AudiobookReviewer More than 1 year ago
Botanicaust what a title, dredging up so many ideas in my head. A botanic holocaust? What could that entail? So many questions running around in my head. Tam Linsey set out to create a unique world where the Earth was decimated by plants, of all things. Destroying anything resembling a society that I am familiar with. This, I am assuming, is set in the far future, after the devastation and humans have reconstructed. Leaving three distinct species of humans. Plantfolk or Halvainiens. People that have undergone genetic cleansing and selection and manipulation. To turn them into plant-like humans. Sustaining themselves largely by photosynthesis. There are the Fossilites, an immortal race of humans that are plagued by not genetically selecting. Leaving them with a majority of the population having Downs Syndrome. Living deep inside mountains and now they can hardly leave. Lastly the cannibals, these are what the previous two call them. but really they are the Old Order. Trying to live in the wastelands. We have Tula a plant person who's job it is to convert cannibals into plant people.
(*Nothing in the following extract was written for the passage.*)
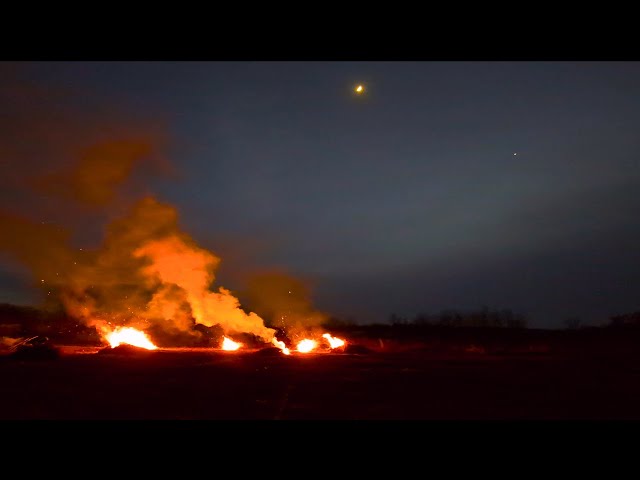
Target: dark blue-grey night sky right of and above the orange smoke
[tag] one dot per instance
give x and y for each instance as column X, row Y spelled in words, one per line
column 446, row 185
Starts to develop feeling for Levi a cannibal and helps him escape into the wasteland. This is where Tula's life get turned upside down. Botanicaust had more religious references than I normally hear. This didn't really bother me until the council meeting near the end. It fit into the story line, yet wasn't for me. All in all Botanicaust is a well thought out and unique story of love, betrayal, racism, adventure and survival. A fun listen that leaves many questions unanswered, to be answered in future installments. I am interested to find out where Linsey will take these characters and look forward to learning more about this world. At first Meghan Kelly reminded me of Emma Galvin's, soft spoken, kind of raspy, imperfect voice. She gave very little injection of anything as the narrator. However where she really shined was with the characterizations. Fluctuating her tone and volume to portray the vast array of ages, sexes, and races. After listening to this whole story I am now sold on Kelly's skill and look forward to hearing more from her. Audiobook submitted for review by the author. Please find this complete review and many others at audiobookreviewer dot com [If this review helped, please press YES. Thanks!]
Midu More than 1 year ago
What I liked: the concept this story was based on was really interesting and it didn't disappoint, as I read ahead the cover-suited! all three races, if they can be called that, were as different as day and night but the most advanced ones-I forget what they're called- were the scariest! the author did research and it showed-I loved the part about telomerase and the chloroplasts, as well as the part about Ripening. the ending wasn't impractical-it was quite realistic I sort of threw a tantrum when one of the little girls was taken by the cannibals-I'm pretty sure we'll see her again, if there's going to be a sequel but still! What I didn't like: the whole people turning into cannibals part wasn't too well-thought. If plants will grow in one place, surely people will work to grow them elsewhere. If you want to read about photosynthesizing people, cannibals and an apocalyptic world, give this one a try-it doesn't disappoint!